Antonio Bernardini
Nella giornata di ieri è scomparso il quasi centenario Antonio Bernardini testimone dell’Eccidio di Cà Berna, che per tanti anni fino a oggi ha tenuto viva la memoria dell’eccidio di tanti compaesani e tra l’altro anche dei suoi familiari.
Lo vogliamo ricordare per tutto l’impegno profuso affinché quegli orribili eventi non siano dimenticati e rimangano un monito per le nuove generazioni.
Grazie Antonio per tutto quello che hai fatto e vissuto, non ti dimenticheremo e come amministrazione daremo seguito a quanto fin qui hai rappresentato.
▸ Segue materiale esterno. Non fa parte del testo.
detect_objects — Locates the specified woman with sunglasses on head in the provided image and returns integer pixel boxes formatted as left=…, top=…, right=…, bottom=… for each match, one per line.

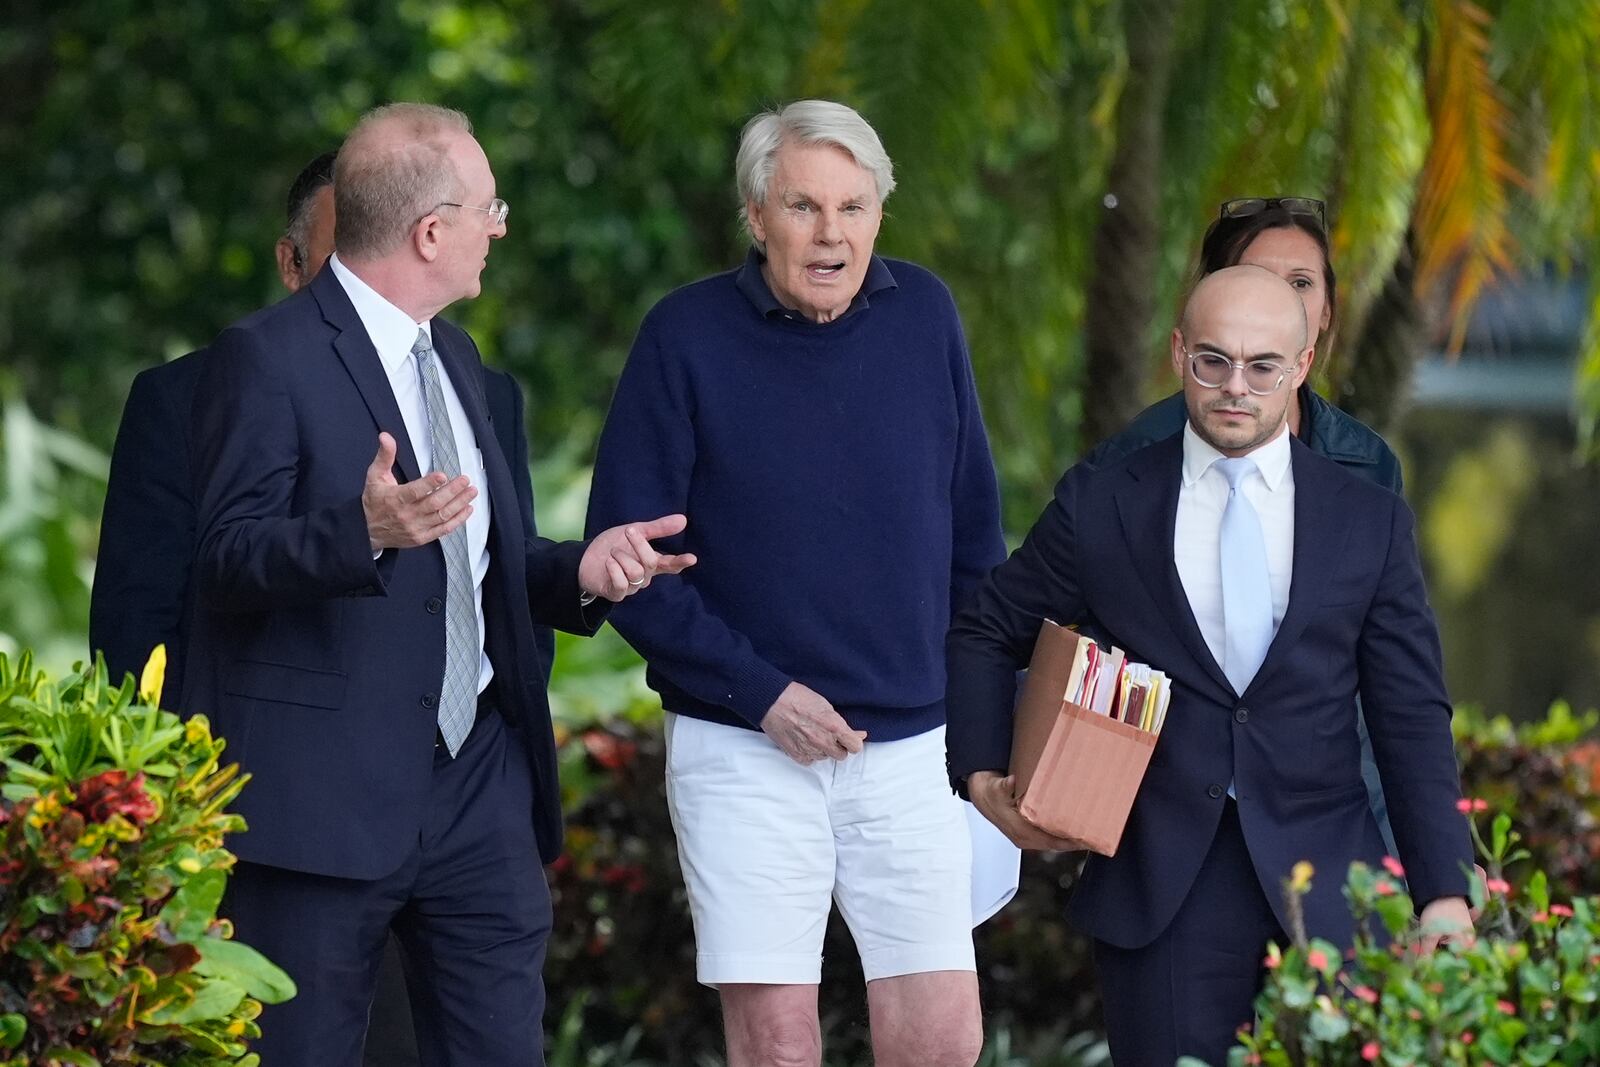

Esprimiamo le più sentite condoglianze a tutti i famigliari.
Il Sindaco
Sergio Polmonari
Ciao Toni
Era una fredda mattina del 1944, il 27 di settembre. C’era la guerra e, quando c’è, la giornata comincia ma non sai se e come finirà. Le sorti del conflitto sembravano avere preso un indirizzo preciso e la sconfitta dell’invasore tedesco pareva ormai inevitabile. Un gruppo di partigiani era nascosto nei boschi sopra Ca’ Berna avendo ricevuto ordine di lasciare passare le truppe tedesche in ritirata senza innescare scontri. Le cose purtroppo non andarono secondo i piani.
La Maria tornava da Vidiciatico dove si era recata per fare spesa e a rendere visita ad alcune persone. Tonino, il figlio diciottenne, vedendola arrivare le andò incontro avvisandola dell’imminente pericolo e invitandola a nascondersi con gli altri nei boschi onde evitare possibili problemi. Alle esortazioni del figlio ella rispose che sarebbe rientrata a casa perché, essendo una donna, i tedeschi di certo non le avrebbero fatto del male. Come la storia ci ricorda le cose andarono invece diversamente a causa di un’improvvida iniziativa di un paio di giovanissimi partigiani. La rappresaglia nemica fu immediata e crudele e causò l’eccidio di tutti i presenti nella piccola borgata: vecchi, donne e bambini.
Da quel triste giorno sono passati quasi settantasette anni. Ogni anno, il 27 settembre, sul luogo dell’eccidio si svolge una semplice cerimonia rievocativa che si conclude al cimitero con la benedizione presso il piccolo sacrario che contiene i resti delle vittime. Fino allo scorso anno, Tonino mai ha fatto mancare la sua presenza e la sua viva testimonianza, il prossimo 27 settembre non ci sarà. Il suo cammino su questa terra si è concluso oggi. Le sue parole di rievocazione hanno immancabilmente sempre avuto come unico obiettivo quello di ricordarci l’assurda crudeltà delle guerre. Mai gli ho sentito proferire espressioni di risentimento verso chi, agendo in modo inconsulto e contravvenendo agli ordini, innescò la rappresaglia che causò la morte di quelle ventinove persone, fra le quali sua madre Maria. Nonostante conoscesse i loro nomi.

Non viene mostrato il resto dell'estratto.